Ein Anspruch auf Löschung des Eintrags folgt auch nicht aus Art. 17 Abs. 1 c) DSGVO.
Nach Art. 17 Abs. 1 c) ist es erforderlich, dass die betroffene Person gemäß Art. 21 Abs. 1 DS-GVO Widerspruch gegen die Verarbeitung eingelegt hat und keine vorrangigen berechtigten Gründe für die Verarbeitung vorliegen. Der Widerspruch dient als Korrektur, indem er eine rechtmäßige Datenverarbeitung ausnahmsweise unterbindet. Um die Wertung des Art. 6 Abs. 1 f) DS- GVO nicht auszuhöhlen, muss eine atypische Situation rechtlicher, wirtschaftlicher, ethischer, sozialer und oder/familiärer Natur vorliegen. Es müssen konkrete Umstände des Einzelfalls eine besondere Schutzwürdigkeit des Betroffenen begründen (Martini in: Paal/Pauly, DS-GVO BDSG, 2021, Art. 21 DS-GVO Rdn. 30).

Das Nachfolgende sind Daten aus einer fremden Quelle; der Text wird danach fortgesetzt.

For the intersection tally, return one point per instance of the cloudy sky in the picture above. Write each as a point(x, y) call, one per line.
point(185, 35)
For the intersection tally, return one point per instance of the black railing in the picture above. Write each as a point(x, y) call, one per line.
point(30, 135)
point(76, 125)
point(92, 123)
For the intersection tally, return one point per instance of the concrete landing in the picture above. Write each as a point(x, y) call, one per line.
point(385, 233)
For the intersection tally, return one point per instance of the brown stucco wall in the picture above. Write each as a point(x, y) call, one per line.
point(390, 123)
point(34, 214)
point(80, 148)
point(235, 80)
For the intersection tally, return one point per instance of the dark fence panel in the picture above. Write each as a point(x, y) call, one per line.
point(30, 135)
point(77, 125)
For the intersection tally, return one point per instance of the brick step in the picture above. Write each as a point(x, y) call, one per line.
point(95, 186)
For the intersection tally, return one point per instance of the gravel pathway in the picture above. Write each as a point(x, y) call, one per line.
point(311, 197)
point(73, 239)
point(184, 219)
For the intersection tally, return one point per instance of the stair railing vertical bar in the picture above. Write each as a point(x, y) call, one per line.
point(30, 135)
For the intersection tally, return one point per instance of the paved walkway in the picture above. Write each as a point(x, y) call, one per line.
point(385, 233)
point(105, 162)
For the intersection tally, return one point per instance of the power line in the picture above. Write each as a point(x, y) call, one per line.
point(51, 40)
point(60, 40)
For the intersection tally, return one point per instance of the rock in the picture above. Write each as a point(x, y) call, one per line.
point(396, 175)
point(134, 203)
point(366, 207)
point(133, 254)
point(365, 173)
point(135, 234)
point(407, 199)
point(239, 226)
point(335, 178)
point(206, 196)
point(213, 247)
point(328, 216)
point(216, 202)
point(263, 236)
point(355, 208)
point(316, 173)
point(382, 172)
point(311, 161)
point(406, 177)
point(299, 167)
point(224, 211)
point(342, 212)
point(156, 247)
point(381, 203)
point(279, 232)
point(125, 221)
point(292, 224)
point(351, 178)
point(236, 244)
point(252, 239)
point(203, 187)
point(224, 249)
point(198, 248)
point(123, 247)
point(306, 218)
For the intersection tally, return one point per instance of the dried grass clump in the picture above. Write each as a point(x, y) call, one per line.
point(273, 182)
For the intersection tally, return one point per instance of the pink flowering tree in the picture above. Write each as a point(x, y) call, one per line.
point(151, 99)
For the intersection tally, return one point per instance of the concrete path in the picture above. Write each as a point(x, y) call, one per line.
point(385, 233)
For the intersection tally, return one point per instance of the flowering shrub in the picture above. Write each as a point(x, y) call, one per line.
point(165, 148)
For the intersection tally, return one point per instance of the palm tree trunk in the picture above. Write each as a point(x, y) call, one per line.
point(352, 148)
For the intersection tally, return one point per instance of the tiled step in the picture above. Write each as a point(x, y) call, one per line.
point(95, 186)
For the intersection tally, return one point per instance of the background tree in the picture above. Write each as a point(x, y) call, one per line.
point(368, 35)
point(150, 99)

Solche Gründe hat der Kläger nicht vorgetragen. Der von ihm behauptete Umstand, Mietverträge über eine größere Wohnung nicht abschließen zu können, sind nicht Folge einer atypischen Situation, sondern vielmehr typische Folge einer Bonitätsauskunft. Weitere Umstände, die eine atypische Situation begründen könnten, sind nicht ersichtlich. Soweit der Kläger behauptet, unter Depressionen und psychischen Problemen zu leiden, fehlt jeglicher substantiierte Vortrag, der eine Ausnahmesituation begründen könnte.
4.
Ein Anspruch auf Unterlassung künftiger Verarbeitung des streitgegenständlichen Datensatzes aus §§ 823 Abs. 1, 1004 Abs. 1 BGB steht dem Kläger schon auf Grund des Anwendungsvorrangs des Art. 17 Abs. 1 DS-GVO ( OLG Brandenburg, Urteil vom 3. Juli 2023 - 1 U 8/22) und auf Grund der rechtmäßigen Verarbeitung der streitgegenständlichen Daten ( s.o.) nicht zu.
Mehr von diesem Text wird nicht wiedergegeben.